There were others. Spieth shot 77 on Sunday at Portrush and 76 on Sunday at Pebble Beach. There was the 74-75 weekend at Hilton Head. Ditto at the AT&T Pebble Pro-Am. And of course the Sunday 81 at the Genesis Open, which took him from T4 to T51. He declined to speak to reporters after that one.

Allow me a few more numbers; they’re crucial here. Spieth, the fourth-best weekday golfer on Tour, turns to the 172nd-best on Saturdays, just one spot behind Jim Knous. On Sundays it gets worse: Spieth’s 73.00 scoring average ranks 195th. Out of 196. There’s nothing random about that.

In golf, as we know, past performance is hardly a guarantee of future results. There’s no real reason Spieth can’t play well this weekend. He has very tangible incentives to do so. He has to secure his spot in the Tour Championship, which he missed last season. He’d love to send a signal to his Presidents Cup captain, sorely needed after missing the “possible team-members” dinner Tuesday night. And he’d really love to stop giving media members a reason to ask him about this very subject.

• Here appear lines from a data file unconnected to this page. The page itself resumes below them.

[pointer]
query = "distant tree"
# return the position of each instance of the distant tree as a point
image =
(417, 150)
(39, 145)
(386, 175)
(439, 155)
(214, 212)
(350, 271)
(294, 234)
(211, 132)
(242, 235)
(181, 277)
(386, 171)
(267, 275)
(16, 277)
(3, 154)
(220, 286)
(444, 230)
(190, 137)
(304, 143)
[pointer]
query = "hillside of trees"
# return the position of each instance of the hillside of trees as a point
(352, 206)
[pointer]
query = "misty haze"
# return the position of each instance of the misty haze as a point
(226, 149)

The most revealing thing Spieth has said to the press all week came after Thursday’s opening 67, when asked about 20-year-old playing partner Matt Wolff. “I love how aggressively he plays. It’s cool. I definitely know I used to play a little bit more that way, and I kind of need to get back into that.”

Confidence is not as easily practiced as bunker shots. But one of the things you can say about Jordan Spieth is this: he’s willing to put himself out there—again and again and again. I acknowledge it’s not a long list, but perhaps the noblest thing that pro golfers do is to go out each day knowing their efforts will be assessed by a single number by the end. That’s a vulnerable place to be. It’s one reason so many Tour players have trained themselves into emotional flatness.

There’s no flatness to Spieth’s on-course persona, which ranges from “pleasantly manic” to “fully deranged” depending on the day. Whatever scar tissue has built up, he’s willing to get hurt again.

Midway through Friday afternoon, Spieth still held a share of the lead. But Tour events are 72 holes, and they often get harder as you go along. Which is why Jordan Spieth needs his next 36 to measure up — though you won’t get him to admit that.

“I don’t need anything,” he said, then added to it. “Certainly would be nice.”